Monsieur Rouault cheers Charles up, and he quickly begins to forget about his dead wife. In the weeks that follow, things start to look up for Charles. He discovers that he likes living without his wife – he can decide when and what he wants to eat, and doesn’t have to explain himself to anyone. Furthermore, her death was actually good for business, since all the townspeople feel bad for him.
Charles keeps up his visits to Les Bertaux. One day, he encounters Emma alone. She convinces him to have a drink by saying that she’ll have one, too. She pours herself a few drops of liqueur, but in order to taste it, she throws back her head and licks the bottom of the shot glass.
Emma and Charles have their first real conversation – that is, Emma talks, and Charles listens. They even go to her room (gasp!) to look at mementos of her days as a schoolgirl at the convent. She complains about the hired help, complains about not living in the city, and generally talks a lot about herself. Charles is charmed.
On his way home, Charles mulls over the pros and cons of starting something with Emma. He begins to wonder if another marriage might be a good idea…
Monsieur Rouault, we discover, is not averse to this idea. He loves Emma, but he’s come to terms with the fact that she is simply useless on the farm. He himself isn’t a big fan of farming, and really doesn’t enjoy his profession. When he notices Charles’s interest in Emma, he decides to give his blessing.

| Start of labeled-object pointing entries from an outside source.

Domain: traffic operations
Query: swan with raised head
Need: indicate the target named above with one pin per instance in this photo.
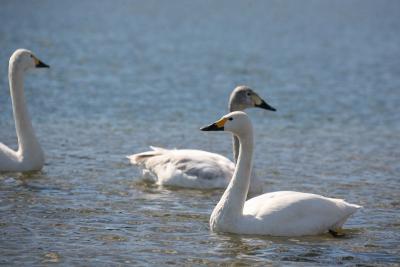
(29, 156)
(192, 168)
(282, 213)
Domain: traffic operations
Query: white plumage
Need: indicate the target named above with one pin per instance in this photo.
(282, 213)
(29, 155)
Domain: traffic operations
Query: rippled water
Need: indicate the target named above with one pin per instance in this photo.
(128, 74)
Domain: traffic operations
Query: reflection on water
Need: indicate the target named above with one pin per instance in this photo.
(131, 74)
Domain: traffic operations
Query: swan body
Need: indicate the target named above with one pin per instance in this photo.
(185, 167)
(198, 169)
(29, 155)
(282, 213)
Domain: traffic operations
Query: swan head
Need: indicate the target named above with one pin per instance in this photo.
(236, 122)
(243, 97)
(25, 59)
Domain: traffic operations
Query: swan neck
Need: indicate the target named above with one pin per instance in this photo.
(235, 141)
(230, 207)
(25, 134)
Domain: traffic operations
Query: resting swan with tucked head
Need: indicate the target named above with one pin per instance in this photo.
(196, 168)
(29, 156)
(282, 213)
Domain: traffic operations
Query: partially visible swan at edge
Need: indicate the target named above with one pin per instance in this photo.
(191, 168)
(29, 156)
(282, 213)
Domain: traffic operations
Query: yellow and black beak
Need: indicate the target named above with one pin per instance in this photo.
(260, 103)
(40, 64)
(264, 105)
(216, 126)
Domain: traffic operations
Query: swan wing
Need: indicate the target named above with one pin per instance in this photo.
(287, 213)
(185, 167)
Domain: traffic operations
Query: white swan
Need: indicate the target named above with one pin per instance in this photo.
(282, 213)
(197, 168)
(29, 156)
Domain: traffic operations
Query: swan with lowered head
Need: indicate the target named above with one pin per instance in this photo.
(29, 156)
(191, 168)
(282, 213)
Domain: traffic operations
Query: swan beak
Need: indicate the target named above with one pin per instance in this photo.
(216, 126)
(40, 64)
(260, 103)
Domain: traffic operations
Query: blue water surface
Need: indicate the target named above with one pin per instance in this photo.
(128, 74)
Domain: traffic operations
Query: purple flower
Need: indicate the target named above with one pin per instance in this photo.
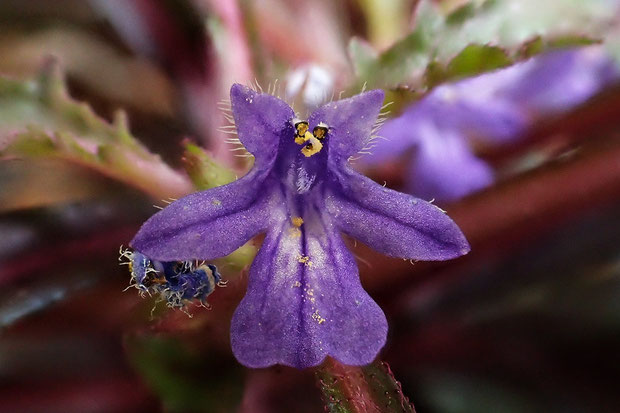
(495, 108)
(304, 298)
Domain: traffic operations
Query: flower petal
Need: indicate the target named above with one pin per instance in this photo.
(350, 122)
(443, 166)
(208, 224)
(261, 120)
(391, 222)
(305, 302)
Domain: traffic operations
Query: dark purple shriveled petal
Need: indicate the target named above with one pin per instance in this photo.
(393, 223)
(261, 121)
(296, 313)
(350, 122)
(208, 224)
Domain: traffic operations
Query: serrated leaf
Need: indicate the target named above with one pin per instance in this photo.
(39, 119)
(512, 30)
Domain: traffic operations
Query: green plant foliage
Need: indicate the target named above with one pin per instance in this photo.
(39, 119)
(477, 37)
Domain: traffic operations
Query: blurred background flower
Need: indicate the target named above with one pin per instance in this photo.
(529, 321)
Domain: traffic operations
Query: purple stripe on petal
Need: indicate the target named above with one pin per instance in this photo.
(305, 302)
(209, 224)
(393, 223)
(261, 121)
(350, 122)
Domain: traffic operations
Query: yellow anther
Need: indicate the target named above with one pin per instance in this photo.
(313, 146)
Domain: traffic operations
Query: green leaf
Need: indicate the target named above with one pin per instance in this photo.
(38, 119)
(480, 36)
(472, 60)
(353, 389)
(204, 171)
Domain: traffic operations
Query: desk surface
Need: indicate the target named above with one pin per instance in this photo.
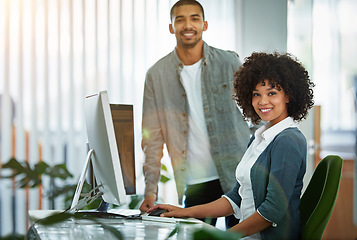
(129, 228)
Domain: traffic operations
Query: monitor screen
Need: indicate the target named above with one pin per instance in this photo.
(106, 164)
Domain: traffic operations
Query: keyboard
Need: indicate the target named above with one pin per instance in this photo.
(171, 219)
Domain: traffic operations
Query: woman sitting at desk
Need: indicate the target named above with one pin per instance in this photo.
(274, 88)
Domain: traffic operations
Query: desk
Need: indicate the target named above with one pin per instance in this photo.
(129, 228)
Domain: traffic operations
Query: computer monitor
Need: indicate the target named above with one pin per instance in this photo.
(103, 153)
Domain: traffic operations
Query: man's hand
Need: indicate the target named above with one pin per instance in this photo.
(148, 203)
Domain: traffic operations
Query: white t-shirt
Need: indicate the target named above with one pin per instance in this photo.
(263, 137)
(200, 166)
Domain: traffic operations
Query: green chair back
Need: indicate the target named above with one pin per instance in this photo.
(318, 200)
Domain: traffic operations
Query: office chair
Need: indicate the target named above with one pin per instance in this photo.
(318, 200)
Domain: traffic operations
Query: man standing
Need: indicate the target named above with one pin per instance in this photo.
(188, 106)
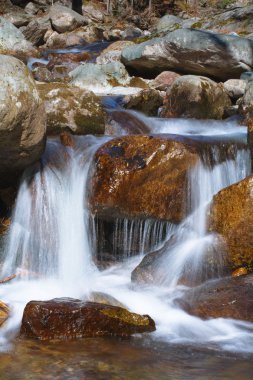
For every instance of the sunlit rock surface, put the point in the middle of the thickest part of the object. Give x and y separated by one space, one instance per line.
67 318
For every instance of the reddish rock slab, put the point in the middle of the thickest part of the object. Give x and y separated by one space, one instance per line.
141 176
68 318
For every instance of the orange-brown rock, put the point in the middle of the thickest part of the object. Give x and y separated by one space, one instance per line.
240 272
68 318
231 216
141 176
225 298
4 313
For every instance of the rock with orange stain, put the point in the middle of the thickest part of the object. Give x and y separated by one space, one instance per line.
240 272
141 176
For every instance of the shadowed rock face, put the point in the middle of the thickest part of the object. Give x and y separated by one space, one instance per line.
23 121
225 298
231 216
197 97
141 176
68 318
192 51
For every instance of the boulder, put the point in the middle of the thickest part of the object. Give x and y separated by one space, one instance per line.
64 19
224 298
231 216
235 88
191 96
168 23
99 77
124 123
113 52
4 313
164 80
13 42
192 52
68 108
141 176
146 101
23 123
36 30
68 318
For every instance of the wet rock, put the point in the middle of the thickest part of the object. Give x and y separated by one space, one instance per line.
134 168
69 108
191 51
146 101
36 30
113 52
168 23
235 88
123 123
246 103
225 298
4 313
231 216
106 299
197 97
164 80
240 272
100 77
64 19
56 41
23 126
17 17
92 12
67 318
13 42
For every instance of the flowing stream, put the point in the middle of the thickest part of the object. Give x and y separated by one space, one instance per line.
51 242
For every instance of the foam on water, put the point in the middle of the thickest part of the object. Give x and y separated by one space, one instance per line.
49 240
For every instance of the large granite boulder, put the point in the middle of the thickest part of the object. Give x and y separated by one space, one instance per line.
141 176
68 318
13 42
191 51
231 216
70 108
230 297
64 19
191 96
23 122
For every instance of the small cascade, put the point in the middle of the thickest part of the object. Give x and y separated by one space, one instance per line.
121 239
50 233
193 256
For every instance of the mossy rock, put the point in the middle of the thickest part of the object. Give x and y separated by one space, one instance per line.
70 108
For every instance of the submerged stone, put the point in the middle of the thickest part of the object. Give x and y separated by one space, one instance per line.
67 318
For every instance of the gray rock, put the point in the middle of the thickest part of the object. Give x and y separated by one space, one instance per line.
168 23
23 124
192 51
92 76
64 19
68 108
191 96
36 30
235 88
12 41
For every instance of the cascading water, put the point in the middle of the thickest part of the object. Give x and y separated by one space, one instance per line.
192 257
51 244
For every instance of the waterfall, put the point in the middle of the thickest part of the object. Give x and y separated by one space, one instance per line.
50 234
193 255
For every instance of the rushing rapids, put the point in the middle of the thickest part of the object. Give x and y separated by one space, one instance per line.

After a while, Charles finally builds up the courage ask Monsieur Rouault for Emma’s hand in marriage. In typical fashion, Charles can’t even get the words out – fortunately, his future father-in-law figures out what’s going on and says it’s all cool with him. The marriage ball is rolling.
Notably, we don’t know what Emma thinks about any of this…
The winter passes, and Emma busily prepares her trousseau (a fancy word for the bridal wardrobe).
Emma reveals herself to be something of a romantic ninny; she would like to be married by torchlight in the dead of night. However, her more practical fiancé and father decide that this is probably not the best idea. A traditional wedding is planned.